Incurre el alto Tribunal en un error de hecho al manifestar que el demandante no probó la obligación del demandado de afiliar y pagar las cotizaciones a la seguridad social que le daría derecho al reconocimiento de la pensión sanción. La sala incurre en un error de hecho al dar por demostrado que la relación laboral entre las partes es la que acepto la parte demandada entre marzo de 1995 a marzo de 2004.
DEMOSTRACIÓN DEL CARGO No hay controversia en que lo conciliado en proceso anterior entre las partes no es materia de este proceso ya que lo que se pretende es el reconocimiento y pago de la pensión proporcional por el tiempo dejado de cotizar superior a 15 años durante el tiempo laborado 01 de noviembre de 1978 a marzo de 2004. Se incurrió en vías de hecho por el alto Tribunal al dar por cierto la evacuación del interrogatorio de parte al demandado ordenado por el juez de primera instancia. Cabe resaltar que el interrogatorio de parte ordenado por el Juez de primera instancia no fue absuelto por el demandado, quien actuó en el proceso a través de apoderado general, el cual por ministerio de la ley no puede absolver interrogatorio de parte por tratarse de una declaración que solo puede ser recepcionada al demandado y no a su apoderado general, como ocurrió en su caso.

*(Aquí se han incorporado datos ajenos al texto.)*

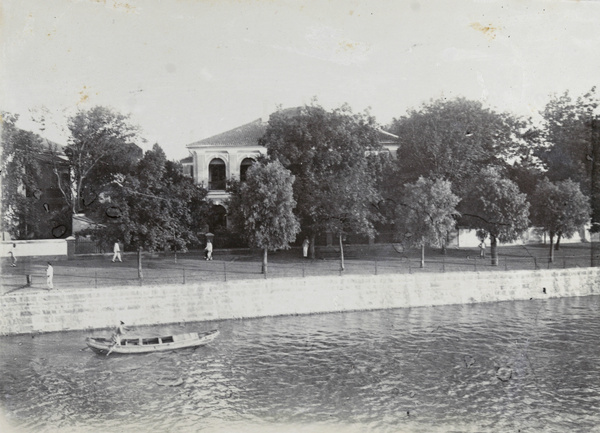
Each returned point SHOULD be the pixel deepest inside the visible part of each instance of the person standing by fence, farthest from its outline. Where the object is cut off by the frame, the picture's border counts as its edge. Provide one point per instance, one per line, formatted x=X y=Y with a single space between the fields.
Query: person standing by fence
x=208 y=250
x=305 y=246
x=49 y=276
x=13 y=255
x=117 y=252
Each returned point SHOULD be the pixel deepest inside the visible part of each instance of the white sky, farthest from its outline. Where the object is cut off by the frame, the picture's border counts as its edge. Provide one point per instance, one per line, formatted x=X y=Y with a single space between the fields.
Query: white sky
x=186 y=70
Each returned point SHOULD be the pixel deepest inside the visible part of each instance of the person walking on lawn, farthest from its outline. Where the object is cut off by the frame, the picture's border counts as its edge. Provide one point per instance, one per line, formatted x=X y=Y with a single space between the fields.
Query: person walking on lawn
x=208 y=250
x=49 y=276
x=13 y=255
x=117 y=252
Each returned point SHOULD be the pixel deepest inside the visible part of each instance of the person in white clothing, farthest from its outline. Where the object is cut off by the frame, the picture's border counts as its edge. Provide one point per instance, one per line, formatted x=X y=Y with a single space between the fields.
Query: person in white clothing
x=117 y=252
x=13 y=255
x=305 y=246
x=49 y=276
x=208 y=250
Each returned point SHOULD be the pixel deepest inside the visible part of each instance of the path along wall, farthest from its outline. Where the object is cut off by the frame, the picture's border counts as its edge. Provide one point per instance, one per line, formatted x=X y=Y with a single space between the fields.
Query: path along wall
x=27 y=311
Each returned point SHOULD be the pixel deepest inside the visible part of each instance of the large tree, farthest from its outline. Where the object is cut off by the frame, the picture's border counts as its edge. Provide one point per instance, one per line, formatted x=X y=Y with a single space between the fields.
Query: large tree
x=426 y=213
x=263 y=205
x=495 y=206
x=21 y=177
x=560 y=208
x=571 y=148
x=101 y=146
x=454 y=139
x=327 y=152
x=154 y=207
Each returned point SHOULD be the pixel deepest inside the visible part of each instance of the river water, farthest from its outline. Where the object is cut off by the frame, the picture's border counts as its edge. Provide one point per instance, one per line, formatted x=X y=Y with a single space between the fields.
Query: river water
x=503 y=367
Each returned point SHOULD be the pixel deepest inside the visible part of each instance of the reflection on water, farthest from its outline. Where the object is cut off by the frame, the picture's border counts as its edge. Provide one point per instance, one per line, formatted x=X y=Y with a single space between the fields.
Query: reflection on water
x=528 y=366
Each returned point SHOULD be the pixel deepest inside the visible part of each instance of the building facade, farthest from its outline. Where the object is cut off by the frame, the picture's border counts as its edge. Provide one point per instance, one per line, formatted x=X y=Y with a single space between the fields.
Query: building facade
x=228 y=155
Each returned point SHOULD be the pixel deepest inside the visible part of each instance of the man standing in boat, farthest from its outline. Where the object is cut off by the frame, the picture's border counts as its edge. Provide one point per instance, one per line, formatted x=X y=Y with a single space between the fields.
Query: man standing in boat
x=116 y=337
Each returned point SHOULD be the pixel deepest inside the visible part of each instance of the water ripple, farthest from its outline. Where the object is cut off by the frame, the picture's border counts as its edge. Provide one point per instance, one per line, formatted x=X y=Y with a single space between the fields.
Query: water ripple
x=507 y=366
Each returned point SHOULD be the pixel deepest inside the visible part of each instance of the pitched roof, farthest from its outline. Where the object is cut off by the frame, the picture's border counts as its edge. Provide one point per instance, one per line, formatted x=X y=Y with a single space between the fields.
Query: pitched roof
x=245 y=135
x=250 y=133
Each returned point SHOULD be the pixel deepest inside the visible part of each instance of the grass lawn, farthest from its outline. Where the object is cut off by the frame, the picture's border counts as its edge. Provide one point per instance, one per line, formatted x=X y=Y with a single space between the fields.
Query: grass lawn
x=186 y=268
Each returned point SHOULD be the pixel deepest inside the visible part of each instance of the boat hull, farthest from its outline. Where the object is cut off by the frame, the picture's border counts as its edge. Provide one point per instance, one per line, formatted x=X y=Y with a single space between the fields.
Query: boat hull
x=139 y=345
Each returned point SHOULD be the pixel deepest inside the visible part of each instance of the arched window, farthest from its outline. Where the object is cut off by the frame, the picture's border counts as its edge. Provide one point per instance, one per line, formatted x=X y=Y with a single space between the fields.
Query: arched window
x=217 y=218
x=246 y=163
x=216 y=175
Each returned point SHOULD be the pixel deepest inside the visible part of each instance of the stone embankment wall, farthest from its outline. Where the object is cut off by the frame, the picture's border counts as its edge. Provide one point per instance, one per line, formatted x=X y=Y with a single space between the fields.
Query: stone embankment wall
x=27 y=311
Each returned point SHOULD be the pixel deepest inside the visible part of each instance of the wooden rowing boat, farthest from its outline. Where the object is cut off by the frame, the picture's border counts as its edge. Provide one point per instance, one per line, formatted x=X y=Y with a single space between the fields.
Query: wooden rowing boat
x=133 y=345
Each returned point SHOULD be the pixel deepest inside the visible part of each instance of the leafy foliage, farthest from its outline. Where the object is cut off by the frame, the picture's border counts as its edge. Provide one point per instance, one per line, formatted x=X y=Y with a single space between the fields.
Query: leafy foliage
x=263 y=205
x=559 y=208
x=567 y=135
x=154 y=207
x=327 y=154
x=453 y=139
x=572 y=144
x=30 y=208
x=427 y=212
x=494 y=205
x=101 y=146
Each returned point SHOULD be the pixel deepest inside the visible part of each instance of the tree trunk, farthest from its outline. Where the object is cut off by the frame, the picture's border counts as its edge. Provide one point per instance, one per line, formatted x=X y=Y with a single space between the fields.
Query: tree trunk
x=140 y=273
x=264 y=265
x=494 y=250
x=341 y=253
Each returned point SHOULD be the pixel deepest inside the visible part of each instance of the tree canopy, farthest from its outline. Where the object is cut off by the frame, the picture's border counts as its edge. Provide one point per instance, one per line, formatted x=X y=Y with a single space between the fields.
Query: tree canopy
x=454 y=139
x=21 y=176
x=426 y=213
x=327 y=152
x=495 y=205
x=101 y=146
x=154 y=207
x=560 y=208
x=571 y=148
x=265 y=204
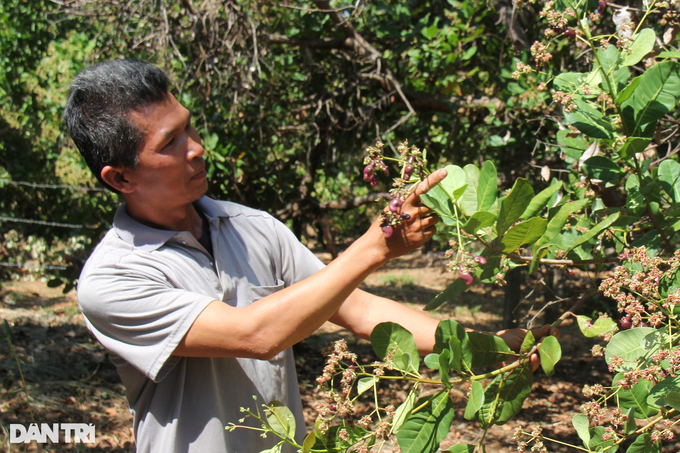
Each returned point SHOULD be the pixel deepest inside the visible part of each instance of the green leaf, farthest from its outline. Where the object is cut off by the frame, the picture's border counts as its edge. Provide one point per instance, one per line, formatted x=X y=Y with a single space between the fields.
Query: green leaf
x=488 y=350
x=558 y=221
x=275 y=449
x=455 y=289
x=459 y=192
x=431 y=31
x=424 y=430
x=540 y=201
x=475 y=401
x=627 y=92
x=550 y=352
x=656 y=95
x=469 y=53
x=644 y=444
x=672 y=399
x=456 y=349
x=451 y=335
x=567 y=81
x=504 y=396
x=403 y=412
x=633 y=146
x=608 y=58
x=582 y=427
x=514 y=205
x=642 y=45
x=366 y=383
x=601 y=326
x=387 y=336
x=444 y=367
x=528 y=342
x=657 y=396
x=478 y=221
x=636 y=397
x=455 y=179
x=589 y=120
x=671 y=54
x=526 y=232
x=309 y=442
x=281 y=419
x=627 y=345
x=669 y=176
x=468 y=200
x=438 y=200
x=600 y=167
x=432 y=361
x=597 y=229
x=630 y=425
x=597 y=443
x=572 y=144
x=487 y=189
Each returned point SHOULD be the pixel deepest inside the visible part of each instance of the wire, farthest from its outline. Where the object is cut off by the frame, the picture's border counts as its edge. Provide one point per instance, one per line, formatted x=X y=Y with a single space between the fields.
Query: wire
x=42 y=222
x=51 y=186
x=32 y=266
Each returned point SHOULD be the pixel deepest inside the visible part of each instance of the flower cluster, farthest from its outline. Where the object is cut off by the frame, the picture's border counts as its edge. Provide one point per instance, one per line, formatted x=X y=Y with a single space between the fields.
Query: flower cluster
x=565 y=99
x=540 y=53
x=462 y=262
x=522 y=68
x=637 y=293
x=412 y=162
x=339 y=377
x=374 y=161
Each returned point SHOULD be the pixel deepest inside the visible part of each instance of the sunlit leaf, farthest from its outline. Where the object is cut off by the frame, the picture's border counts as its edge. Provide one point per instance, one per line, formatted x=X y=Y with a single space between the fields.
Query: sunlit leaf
x=387 y=336
x=475 y=401
x=423 y=431
x=601 y=326
x=643 y=44
x=488 y=186
x=514 y=205
x=526 y=232
x=540 y=201
x=628 y=346
x=281 y=419
x=550 y=352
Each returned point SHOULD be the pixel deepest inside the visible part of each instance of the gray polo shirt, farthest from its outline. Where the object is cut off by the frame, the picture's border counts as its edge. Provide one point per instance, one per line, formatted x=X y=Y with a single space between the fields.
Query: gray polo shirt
x=141 y=290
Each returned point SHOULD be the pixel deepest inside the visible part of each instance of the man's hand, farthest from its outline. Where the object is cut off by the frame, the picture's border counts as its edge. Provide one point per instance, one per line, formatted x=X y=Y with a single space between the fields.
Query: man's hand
x=515 y=337
x=412 y=233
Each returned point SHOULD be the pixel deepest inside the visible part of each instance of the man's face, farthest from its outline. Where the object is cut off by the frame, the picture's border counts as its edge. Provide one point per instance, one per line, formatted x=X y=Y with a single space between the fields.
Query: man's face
x=171 y=169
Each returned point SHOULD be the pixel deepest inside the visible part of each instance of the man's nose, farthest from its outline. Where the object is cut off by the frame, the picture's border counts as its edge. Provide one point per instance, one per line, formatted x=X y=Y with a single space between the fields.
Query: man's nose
x=195 y=149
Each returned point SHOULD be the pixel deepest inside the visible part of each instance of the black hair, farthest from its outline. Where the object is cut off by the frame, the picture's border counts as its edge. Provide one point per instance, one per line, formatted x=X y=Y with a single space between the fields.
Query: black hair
x=97 y=112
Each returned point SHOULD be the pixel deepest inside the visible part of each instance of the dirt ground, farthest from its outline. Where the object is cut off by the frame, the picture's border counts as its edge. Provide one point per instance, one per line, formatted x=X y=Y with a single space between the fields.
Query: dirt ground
x=70 y=380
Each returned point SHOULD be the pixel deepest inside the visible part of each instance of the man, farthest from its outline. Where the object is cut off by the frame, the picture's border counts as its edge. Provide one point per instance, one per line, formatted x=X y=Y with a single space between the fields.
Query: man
x=199 y=301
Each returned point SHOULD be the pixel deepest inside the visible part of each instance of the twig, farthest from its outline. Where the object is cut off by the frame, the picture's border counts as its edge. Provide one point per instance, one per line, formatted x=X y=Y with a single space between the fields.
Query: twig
x=575 y=307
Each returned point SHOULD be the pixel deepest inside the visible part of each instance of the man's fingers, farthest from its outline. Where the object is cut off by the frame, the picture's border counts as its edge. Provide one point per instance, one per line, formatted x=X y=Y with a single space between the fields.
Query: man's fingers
x=429 y=182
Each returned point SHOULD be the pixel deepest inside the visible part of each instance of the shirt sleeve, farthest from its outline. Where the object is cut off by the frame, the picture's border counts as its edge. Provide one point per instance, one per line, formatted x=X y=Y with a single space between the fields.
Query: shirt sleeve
x=297 y=261
x=136 y=314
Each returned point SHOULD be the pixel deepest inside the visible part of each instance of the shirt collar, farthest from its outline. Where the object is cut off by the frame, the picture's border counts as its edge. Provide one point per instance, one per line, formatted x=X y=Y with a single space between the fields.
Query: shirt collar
x=149 y=239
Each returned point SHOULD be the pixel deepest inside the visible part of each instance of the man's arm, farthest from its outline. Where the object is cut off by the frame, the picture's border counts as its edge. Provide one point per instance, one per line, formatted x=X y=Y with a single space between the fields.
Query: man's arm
x=362 y=311
x=276 y=322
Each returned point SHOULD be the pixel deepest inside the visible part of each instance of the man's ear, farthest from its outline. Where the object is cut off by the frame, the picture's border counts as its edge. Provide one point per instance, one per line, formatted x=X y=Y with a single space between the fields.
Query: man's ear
x=118 y=178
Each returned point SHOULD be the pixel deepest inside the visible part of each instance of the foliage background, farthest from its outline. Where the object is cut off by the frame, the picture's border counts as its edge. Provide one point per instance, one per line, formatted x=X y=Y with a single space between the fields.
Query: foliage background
x=286 y=96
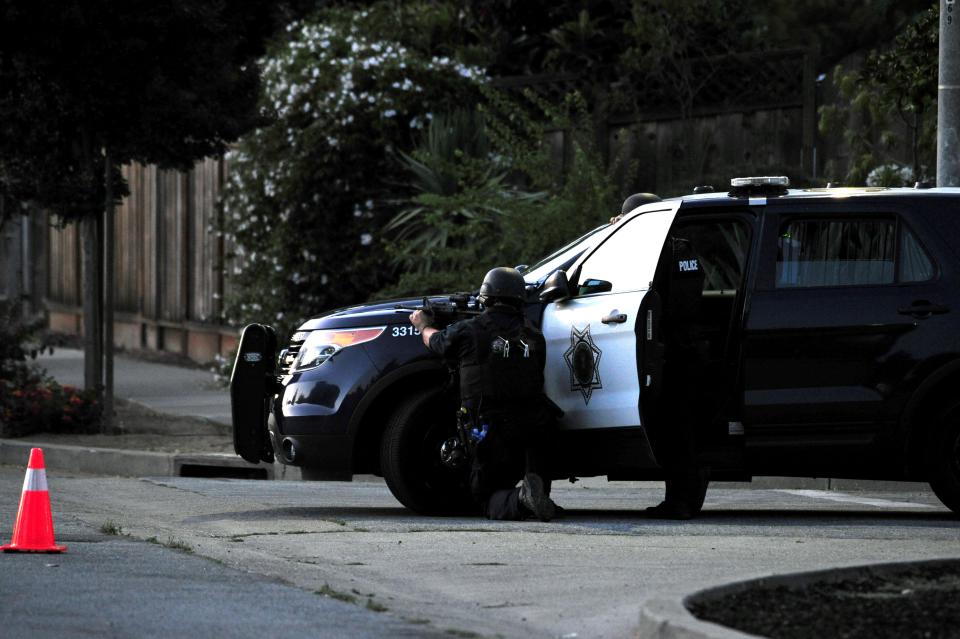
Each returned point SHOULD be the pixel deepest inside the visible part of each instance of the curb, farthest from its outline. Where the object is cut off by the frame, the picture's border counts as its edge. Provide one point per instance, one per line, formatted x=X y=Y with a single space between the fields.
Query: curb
x=139 y=463
x=663 y=618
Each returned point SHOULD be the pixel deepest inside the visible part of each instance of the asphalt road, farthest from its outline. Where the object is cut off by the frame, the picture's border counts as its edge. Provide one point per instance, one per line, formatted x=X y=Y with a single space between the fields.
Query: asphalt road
x=584 y=576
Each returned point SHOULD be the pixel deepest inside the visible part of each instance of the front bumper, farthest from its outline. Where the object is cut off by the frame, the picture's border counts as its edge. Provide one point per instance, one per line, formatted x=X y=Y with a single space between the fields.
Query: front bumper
x=309 y=420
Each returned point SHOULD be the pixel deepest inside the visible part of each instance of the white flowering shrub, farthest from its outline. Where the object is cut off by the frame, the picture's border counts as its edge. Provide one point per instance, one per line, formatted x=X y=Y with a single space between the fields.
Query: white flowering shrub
x=307 y=194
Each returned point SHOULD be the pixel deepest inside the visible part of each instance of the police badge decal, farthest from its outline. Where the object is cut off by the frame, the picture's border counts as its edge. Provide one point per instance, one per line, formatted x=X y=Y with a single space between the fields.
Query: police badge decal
x=583 y=360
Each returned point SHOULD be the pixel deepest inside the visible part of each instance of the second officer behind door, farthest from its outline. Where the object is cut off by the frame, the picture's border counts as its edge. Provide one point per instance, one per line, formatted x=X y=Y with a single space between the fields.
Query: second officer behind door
x=500 y=357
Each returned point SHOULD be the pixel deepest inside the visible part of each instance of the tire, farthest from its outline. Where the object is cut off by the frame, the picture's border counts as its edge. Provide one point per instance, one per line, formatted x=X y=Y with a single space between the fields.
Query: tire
x=943 y=459
x=410 y=457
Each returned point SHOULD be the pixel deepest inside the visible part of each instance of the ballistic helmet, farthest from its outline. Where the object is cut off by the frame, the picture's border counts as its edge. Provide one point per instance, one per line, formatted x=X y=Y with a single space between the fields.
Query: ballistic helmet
x=637 y=199
x=504 y=284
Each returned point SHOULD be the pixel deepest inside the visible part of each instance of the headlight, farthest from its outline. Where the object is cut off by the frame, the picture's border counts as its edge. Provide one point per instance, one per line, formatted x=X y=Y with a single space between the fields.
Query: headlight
x=321 y=345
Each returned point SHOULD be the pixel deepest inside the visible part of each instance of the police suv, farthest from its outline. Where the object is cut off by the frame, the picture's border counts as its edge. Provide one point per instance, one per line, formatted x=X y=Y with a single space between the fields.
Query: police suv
x=828 y=324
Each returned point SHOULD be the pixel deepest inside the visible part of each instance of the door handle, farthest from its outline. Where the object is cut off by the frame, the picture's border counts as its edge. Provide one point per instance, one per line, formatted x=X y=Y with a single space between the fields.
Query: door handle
x=923 y=309
x=615 y=317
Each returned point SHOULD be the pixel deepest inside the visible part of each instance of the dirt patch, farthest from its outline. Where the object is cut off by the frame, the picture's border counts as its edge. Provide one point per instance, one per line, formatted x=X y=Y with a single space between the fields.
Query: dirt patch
x=923 y=601
x=139 y=428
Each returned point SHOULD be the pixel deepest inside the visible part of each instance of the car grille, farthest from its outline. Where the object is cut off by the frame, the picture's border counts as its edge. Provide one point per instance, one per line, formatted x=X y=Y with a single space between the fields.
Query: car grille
x=288 y=356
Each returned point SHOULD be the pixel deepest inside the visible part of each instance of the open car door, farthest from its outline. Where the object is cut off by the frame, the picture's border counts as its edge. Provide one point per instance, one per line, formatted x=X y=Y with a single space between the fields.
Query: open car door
x=603 y=341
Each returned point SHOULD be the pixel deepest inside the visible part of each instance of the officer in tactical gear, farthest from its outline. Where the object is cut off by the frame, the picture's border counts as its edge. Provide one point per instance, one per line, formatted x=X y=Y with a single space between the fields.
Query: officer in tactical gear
x=500 y=357
x=678 y=281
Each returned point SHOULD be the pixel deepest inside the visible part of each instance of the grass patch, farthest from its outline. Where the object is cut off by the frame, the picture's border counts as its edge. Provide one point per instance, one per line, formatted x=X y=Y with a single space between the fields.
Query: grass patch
x=327 y=591
x=178 y=544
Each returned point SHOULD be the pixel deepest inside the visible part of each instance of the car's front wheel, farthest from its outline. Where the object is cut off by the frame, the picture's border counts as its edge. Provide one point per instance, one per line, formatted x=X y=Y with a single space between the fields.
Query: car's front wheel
x=943 y=459
x=410 y=456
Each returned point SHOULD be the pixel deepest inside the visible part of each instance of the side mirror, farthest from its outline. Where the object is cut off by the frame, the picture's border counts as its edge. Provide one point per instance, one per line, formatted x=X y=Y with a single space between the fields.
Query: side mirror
x=555 y=288
x=595 y=286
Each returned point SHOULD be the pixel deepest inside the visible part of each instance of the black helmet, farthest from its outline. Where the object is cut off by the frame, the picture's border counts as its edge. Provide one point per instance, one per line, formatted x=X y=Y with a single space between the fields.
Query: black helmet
x=502 y=283
x=637 y=199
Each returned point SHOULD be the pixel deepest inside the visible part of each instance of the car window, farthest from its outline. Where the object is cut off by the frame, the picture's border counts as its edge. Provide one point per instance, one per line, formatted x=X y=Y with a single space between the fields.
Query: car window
x=627 y=259
x=915 y=264
x=862 y=252
x=564 y=256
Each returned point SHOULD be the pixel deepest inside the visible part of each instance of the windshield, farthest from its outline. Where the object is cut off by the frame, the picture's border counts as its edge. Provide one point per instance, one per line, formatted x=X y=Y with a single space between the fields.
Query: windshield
x=561 y=258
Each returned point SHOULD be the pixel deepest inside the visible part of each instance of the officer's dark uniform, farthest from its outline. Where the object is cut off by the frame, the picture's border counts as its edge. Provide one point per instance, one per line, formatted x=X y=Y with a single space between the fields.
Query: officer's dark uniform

Por lo tanto, es un error de hecho dar por demostrado lo afirmado por el apoderado general del demandado, quien dio su versión de oídas ya que para la fecha en que ocurrieron los hechos era menor de edad e hijo del demandado aspecto suficiente para desestimar dicha prueba y no utilizarla para desestimar la certificación del tiempo laborado por el demandante al servicio de la parte demandada.
Al aceptarse el interrogatorio de la parte demandada sin haber sido evacuado por el demandado quien es el único que puede ser interrogado para que sea válida dicha prueba y no haberse declarado la prueba fleta o presunta a favor de la parte actora se desnaturalizo el proceso en contra del demandante lo que motivó que la sala confirmara la sentencia absolutoria, situación que debe ser corregida en casación por violar el debido proceso.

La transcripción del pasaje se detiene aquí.